In a smaller number of patients, the common carotid artery is involved, leading to visual disturbances and transient ischemic attacks. In some patients, the abominal aorta may have a significant inflammatory response, which could lead to abdominal angina. The age at which symptoms initially manifest can help distinguish TA from GCA. TA may be considered in a patient 40 years of age or younger with any of the previously listed symptoms accompanied by objective evidence of systemic inflammation.

What Tests Should I Request to Confirm My Clinical Dx? In addition, what follow-up tests might be useful?

Unfortunately, there are no laboratory tests specifically diagnostic for either GCA or TA. Instead, because both diseases are accompanied by a significant systemic inflammatory response, nonspecific markers of an acute phase reaction are often useful when there is a clinical suspicion of either large-vessel vaculitide. The most commonly ordered tests are the erythrocyte sedimentation rate (ESR) and C-reactive protein (CRP). In addition, other potential markers of active inflammation may also be useful, such as fibrinogen, serum amyloid A, and the cytokine interleukin-6. Other nonspecific laboratory findings, such as thrombocytosis and anemia, may be present.(Table 1)

Table 1
ESR C-reactive protein
Elevated, generally >50 mm/hr Elevated
Although not specific for GCA or TA, an abnormal response indicates an acute-phase reaction and a proinflammatory response. Although not specific for GCA or TA, an abnormal response indicates an acute-phase reaction and a proinflammatory response.

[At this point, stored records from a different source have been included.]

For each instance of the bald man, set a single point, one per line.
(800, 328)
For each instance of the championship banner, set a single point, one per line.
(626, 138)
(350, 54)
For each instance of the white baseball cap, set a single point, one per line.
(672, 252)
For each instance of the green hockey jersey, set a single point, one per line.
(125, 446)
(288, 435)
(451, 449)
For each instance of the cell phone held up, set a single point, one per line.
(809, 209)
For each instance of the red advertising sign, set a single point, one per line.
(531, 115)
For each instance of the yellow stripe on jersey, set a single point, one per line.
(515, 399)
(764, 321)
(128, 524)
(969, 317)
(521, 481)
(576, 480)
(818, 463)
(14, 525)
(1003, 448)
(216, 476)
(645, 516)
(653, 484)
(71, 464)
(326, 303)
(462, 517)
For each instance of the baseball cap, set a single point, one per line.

Are There Any Factors That Might Affect the Lab Results? In particular, does your patient take any medications – OTC drugs or Herbals – that might affect the lab results?

The treatment for GCA and TA is immunosuppression, with corticosteroids being the most commonly-prescribed medication. Unfortunately, patients who present with GCA or TA may be started on an immunosuppressive regimen, based on evidence of a chronic inflammatory process, before a specific diagnosis is established. For these patients, laboratory testing for acute phase reactants may not be informative, as the steroid or other immunosuppressive agent may result in decreased or possibly normalized ESR and CRP. Extreme caution must be used when interpreting a normal ESR or CRP in a patient being treated with corticosteroids (prednisone), methotrexate, mycophenolate mofetil, or biologic cytokine blocking agents, such as antitumor necrosis factor antibodies.

What Lab Results Are Absolutely Confirmatory?

Diagnosis of GCA can be confirmed by biopsy. In most cases, the site of choice for the biopsy is the superficial temporal artery. On histology, characteristic findings in GCA include a significant mononuclear cell infiltrate composed primarily of T cells and macrophages. Occasionally, multinucleated giant cells may be observed. Granulomas may also be present.

For TA, there is no testing, neither laboratory nor pathology, that can absolutely confirm the diagnosis. Instead, the diagnosis relies on clinical presentation, increase in nonspecific inflammatory markers, and imaging.